A child pulls a wagon with a force of 33 N by a handle making an angle of 11 degrees with the horizontal. If the wagon has a mass of 5.5 kg, to the nearest hundredth of a m/s2 what is the acceleration of the wagon?
To find the acceleration of the wagon, we can use Newton's second law of motion, which states that the net force acting on an object is equal to the mass of the object multiplied by its acceleration.
First, let's calculate the horizontal component of the force applied by the child. This can be found using the formula: F_horizontal = F_applied * cos(theta), where F_applied is the force applied by the child and theta is the angle the handle makes with the horizontal.
F_horizontal = 33 N * cos(11 degrees)
F_horizontal ≈ 33 N * 0.9816 (since cos(11 degrees) is approximately 0.9816)
F_horizontal ≈ 32.35 N (rounded to two decimal places)

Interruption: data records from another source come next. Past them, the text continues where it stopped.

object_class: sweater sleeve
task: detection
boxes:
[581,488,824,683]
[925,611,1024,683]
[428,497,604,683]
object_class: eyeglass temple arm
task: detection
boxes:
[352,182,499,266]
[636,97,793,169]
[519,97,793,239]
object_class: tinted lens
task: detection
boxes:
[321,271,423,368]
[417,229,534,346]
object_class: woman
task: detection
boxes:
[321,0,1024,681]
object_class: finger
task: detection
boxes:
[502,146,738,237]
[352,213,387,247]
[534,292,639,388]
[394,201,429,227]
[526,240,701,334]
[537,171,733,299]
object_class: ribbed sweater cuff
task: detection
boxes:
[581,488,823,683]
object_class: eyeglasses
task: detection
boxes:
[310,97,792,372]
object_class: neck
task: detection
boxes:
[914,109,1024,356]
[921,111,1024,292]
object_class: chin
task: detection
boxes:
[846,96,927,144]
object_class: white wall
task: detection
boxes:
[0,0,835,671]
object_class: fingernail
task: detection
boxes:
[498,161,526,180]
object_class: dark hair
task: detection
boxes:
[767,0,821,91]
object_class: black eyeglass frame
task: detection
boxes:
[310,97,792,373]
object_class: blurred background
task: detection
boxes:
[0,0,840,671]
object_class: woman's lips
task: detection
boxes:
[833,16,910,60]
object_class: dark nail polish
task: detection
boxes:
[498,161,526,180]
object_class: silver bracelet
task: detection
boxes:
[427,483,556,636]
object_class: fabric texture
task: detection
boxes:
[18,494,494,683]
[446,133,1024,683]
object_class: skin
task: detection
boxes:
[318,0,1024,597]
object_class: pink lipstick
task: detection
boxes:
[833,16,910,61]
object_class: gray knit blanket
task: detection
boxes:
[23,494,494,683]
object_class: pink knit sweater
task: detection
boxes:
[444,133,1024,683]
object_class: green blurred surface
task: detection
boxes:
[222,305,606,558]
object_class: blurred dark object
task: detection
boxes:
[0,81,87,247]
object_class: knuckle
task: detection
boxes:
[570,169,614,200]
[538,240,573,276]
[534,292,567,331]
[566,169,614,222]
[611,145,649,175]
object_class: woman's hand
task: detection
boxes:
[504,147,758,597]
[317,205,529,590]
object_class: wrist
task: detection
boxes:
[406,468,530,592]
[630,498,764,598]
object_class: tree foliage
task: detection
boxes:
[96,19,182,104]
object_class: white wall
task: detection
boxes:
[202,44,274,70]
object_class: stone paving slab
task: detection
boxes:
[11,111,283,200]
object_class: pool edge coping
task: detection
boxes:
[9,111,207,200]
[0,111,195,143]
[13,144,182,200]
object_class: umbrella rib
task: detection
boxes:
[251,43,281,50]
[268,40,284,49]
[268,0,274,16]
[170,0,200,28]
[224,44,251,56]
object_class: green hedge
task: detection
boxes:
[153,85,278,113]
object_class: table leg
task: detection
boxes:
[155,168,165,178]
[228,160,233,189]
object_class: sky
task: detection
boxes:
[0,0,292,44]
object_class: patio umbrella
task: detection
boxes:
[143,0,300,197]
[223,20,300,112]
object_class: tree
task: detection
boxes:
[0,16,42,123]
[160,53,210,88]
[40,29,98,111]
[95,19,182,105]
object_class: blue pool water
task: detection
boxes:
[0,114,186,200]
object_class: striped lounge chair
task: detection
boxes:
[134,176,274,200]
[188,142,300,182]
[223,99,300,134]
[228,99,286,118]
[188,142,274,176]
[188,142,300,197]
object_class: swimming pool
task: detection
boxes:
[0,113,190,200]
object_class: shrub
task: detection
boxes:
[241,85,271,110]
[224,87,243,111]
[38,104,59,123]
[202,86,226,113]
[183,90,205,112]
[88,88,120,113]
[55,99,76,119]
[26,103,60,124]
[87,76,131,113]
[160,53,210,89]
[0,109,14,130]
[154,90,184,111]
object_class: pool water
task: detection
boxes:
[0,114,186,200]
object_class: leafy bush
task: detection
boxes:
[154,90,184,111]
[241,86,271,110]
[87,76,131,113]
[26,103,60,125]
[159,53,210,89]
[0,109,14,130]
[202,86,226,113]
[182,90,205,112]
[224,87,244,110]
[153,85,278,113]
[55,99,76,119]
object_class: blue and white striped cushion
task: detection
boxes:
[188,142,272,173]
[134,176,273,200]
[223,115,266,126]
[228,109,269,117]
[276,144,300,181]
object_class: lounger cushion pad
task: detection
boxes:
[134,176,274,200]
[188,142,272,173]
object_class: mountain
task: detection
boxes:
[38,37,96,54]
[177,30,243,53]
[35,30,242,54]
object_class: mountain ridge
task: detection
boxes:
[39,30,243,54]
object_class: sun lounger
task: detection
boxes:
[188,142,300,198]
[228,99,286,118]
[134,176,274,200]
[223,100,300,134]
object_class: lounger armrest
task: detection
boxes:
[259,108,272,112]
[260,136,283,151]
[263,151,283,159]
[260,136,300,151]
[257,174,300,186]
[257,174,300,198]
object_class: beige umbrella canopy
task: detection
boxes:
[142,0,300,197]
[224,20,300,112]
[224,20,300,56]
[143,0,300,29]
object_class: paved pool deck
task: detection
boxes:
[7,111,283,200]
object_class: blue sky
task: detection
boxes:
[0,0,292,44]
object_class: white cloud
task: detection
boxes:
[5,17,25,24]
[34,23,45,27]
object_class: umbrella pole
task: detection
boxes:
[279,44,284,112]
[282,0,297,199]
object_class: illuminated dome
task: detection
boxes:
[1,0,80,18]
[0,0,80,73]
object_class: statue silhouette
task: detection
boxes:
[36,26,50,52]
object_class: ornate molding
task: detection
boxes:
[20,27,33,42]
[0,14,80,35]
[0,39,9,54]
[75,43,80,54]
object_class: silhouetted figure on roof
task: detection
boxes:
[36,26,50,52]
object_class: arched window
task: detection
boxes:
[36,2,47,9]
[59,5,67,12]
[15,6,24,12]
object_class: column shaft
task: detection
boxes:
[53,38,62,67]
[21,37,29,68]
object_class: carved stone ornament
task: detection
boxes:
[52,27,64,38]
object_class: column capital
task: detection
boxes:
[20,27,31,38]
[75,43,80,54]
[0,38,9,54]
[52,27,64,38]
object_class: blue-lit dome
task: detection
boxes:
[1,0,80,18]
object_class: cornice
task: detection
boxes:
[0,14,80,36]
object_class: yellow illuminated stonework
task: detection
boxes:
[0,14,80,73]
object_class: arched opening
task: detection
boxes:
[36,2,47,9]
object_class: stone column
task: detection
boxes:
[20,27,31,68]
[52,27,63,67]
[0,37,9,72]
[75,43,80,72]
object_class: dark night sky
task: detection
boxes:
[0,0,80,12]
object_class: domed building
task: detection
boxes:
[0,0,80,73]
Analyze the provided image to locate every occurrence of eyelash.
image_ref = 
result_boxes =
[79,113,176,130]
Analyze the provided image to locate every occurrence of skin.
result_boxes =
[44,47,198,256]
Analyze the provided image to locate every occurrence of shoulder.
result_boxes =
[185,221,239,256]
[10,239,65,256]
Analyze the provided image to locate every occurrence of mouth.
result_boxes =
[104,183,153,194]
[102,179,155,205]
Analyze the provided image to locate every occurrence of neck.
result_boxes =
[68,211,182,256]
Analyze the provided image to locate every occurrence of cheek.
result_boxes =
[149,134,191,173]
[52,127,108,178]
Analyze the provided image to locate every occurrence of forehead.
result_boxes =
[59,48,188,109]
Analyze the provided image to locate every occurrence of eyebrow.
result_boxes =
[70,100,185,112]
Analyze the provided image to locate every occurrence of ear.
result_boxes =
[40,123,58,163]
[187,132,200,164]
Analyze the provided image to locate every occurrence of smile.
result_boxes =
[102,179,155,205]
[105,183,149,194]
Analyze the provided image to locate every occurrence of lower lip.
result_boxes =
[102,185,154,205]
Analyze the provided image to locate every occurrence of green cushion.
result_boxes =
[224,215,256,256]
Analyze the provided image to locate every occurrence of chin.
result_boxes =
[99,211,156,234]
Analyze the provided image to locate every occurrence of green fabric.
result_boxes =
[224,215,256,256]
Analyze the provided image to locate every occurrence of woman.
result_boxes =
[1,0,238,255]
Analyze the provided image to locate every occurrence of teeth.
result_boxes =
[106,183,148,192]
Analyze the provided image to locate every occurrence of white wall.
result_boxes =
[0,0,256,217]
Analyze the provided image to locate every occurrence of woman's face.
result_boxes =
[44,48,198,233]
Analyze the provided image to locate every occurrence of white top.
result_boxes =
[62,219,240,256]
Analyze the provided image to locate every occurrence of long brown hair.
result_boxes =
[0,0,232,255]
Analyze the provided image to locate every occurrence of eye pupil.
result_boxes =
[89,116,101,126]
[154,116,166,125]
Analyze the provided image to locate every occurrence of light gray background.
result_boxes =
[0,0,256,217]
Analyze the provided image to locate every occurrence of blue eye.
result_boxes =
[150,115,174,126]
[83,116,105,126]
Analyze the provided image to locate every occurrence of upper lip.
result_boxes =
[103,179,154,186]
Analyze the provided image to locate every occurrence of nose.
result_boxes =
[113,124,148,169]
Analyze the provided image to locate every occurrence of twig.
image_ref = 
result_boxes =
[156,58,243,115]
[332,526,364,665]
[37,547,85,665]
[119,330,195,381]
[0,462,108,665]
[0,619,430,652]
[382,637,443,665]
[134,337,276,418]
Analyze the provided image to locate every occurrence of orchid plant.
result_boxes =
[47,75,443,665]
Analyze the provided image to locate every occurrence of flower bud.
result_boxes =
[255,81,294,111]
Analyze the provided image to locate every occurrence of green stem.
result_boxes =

Now, we have the horizontal force acting on the wagon. As there is no vertical force acting on the wagon, we can assume that all the applied force is solely responsible for the acceleration of the wagon in the horizontal direction.
Next, we can use Newton's second law to find the acceleration of the wagon. The formula is: F = m * a, where F is the net force, m is the mass, and a is the acceleration.
Since the horizontal force is acting in the direction of motion, it can be considered as the net force.
32.35 N = 5.5 kg * a
a = 32.35 N / 5.5 kg
a ≈ 5.89 m/s^2 (rounded to two decimal places)
Therefore, the acceleration of the wagon is approximately 5.89 m/s^2 (to the nearest hundredth of a m/s^2).